Mo is one of those places that you’ve probably seen somewhere before. Is it the black winding vines on the glossy menu? Is it the minimalistic, but chic interior design all bathed in black and purple. Is the comfy suede chairs? Or is it the young waiter who is placed in the middle of the tourist district next to the Bazilika who tries hard but fails to speak proper English to the guests? „Yes, wine is good, maybe you try red from Szekszárd. Nice place”.

We’ll never know what makes restaurants „in” nowadays, but I’m sure that designers should start thinking quick about how to make places unique and not uniform in the City. The place instantly reminded me of Baraka, Dió and Cyrano rolled into one. They all seem to be designed along the same or a very similar pattern, nevertheless comfortable, elegant and – although I loathe to admit it - I have to say stylish.

So there I sat waiting for my lunch partner and thinking whether I had made the right decision or whether I have fallen into the biggest tourist trap Budapest has ever seen. My worries were compounded by the fact that the waiter was actually pulling up his trousers when I arrived and then soon straightened his attire and came quickly to greet me. The whole restaurant was completely empty - a „photoshoot for an interior design magazine the previous night” our waiter quickly said excusing himself in the name of all the staff members nursing hangovers.

First I wondered whether the chefs also had a severe hangover but then came to the conclusion that all was well withe the minds and hands of the people working on our food. The cuisine is very similar to Dio, one street to the left on Sas u. Let’s just call it Reform-Hungarian. Take traditional Hungarian ingredients and recipes, give them an unconventional pairing and come up with something entirely new, maybe lighter, less fatty but still considered quasi-local. Nothing very elaborate came up on soup front apart from the plate. Our soups were a classic meat broth with veggies and an extremely rich mutton soup with cabbage and sour cream and paprika with a sour edge to it. However, the soup bowl came on a much larger flat plate, as if the dish required the guest to leave some of the chewed off bones, fish heads or large, annoying herbs on the side. But nothing like that was present our soups so we wondered what all the fuss was about. The plates were also placed with the bowl pretty far from our mouths and spoons so we had to turn the whole thing around.

Better luck with the main dishes said we .... and right we were. My rack of lamb with goat cheese fritters, plum jam and mákos guba was more than bizarre as it sounds it was actually really good. The meat wasn’t top standard – a bit chewy in some areas - and left on its own it probably wouldn’t have faired too well, but with the interesting sweet/cheesy/poppy pairing it was a pleasant surprise. My lunch partner, Master P, a highly respected representative of a beer company went for the real deal: the grey beefsteak (szürkemarka) with poppy-camambert and potato chips. He asked for a medium steak but got a pretty bloody deal of it. He didn’t complain though and gulped it all down in a flash – asking me to document that the dish was indeed pretty good.

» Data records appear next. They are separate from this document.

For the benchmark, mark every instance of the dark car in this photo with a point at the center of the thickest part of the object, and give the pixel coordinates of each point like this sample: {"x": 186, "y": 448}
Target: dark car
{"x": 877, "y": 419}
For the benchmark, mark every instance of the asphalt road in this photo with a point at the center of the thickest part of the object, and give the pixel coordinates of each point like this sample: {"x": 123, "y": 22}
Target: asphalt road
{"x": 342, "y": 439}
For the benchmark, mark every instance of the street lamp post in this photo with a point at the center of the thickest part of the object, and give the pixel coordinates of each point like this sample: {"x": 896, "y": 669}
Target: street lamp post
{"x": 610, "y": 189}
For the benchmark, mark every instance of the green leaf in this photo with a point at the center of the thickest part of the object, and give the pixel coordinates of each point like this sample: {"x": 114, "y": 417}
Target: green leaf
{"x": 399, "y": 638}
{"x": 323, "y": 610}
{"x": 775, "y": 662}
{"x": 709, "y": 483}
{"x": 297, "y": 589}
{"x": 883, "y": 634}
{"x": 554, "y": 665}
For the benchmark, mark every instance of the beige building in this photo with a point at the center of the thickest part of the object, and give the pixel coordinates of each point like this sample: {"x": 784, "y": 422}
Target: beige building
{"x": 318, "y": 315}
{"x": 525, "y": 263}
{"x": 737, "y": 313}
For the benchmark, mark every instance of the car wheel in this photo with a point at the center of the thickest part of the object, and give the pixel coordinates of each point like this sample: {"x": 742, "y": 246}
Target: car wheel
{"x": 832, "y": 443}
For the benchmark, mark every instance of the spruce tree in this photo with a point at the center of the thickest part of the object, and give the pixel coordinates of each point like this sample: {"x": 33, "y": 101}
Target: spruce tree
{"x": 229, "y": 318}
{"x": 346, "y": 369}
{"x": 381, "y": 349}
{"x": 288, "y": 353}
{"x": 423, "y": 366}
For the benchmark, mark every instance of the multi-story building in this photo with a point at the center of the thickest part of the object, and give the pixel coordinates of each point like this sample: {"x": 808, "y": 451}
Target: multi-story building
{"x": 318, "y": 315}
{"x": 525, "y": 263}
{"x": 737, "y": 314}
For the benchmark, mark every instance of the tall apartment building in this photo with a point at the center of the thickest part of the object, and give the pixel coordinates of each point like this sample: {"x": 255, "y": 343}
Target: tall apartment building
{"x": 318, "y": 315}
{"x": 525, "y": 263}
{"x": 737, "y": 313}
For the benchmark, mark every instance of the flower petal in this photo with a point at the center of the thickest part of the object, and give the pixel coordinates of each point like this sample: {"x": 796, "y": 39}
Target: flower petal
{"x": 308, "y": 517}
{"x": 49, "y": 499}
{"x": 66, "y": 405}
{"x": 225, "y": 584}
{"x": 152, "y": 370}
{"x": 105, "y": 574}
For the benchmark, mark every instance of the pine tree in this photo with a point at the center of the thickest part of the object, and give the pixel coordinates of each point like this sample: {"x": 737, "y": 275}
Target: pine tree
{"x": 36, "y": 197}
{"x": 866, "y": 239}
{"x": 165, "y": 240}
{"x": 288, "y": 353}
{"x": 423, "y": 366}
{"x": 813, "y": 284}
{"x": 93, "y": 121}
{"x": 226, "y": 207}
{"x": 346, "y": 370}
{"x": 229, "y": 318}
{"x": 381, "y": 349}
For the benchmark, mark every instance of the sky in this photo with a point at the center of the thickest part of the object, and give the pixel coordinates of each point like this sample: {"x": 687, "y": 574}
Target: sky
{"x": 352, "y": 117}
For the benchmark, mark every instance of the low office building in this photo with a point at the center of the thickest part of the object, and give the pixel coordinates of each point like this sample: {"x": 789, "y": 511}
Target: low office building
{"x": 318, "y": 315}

Prices are what you would expect from a fancy restaurant located 3 mins walking distance from major hotels and 1 min walking distance from the Bazilika. Mains average about 3800 but sometimes reaching well into the 4500 arena while the starters are about 60% of mains. In total we left about 17 grand without any alcohol except for that lonely glass of wine. So be prepared with a hefty wallet. To sum it up I’ll be back, maybe with a crew of supermodels or on a major expense account spending spree. I’m still waiting for the place where substance overpowers style.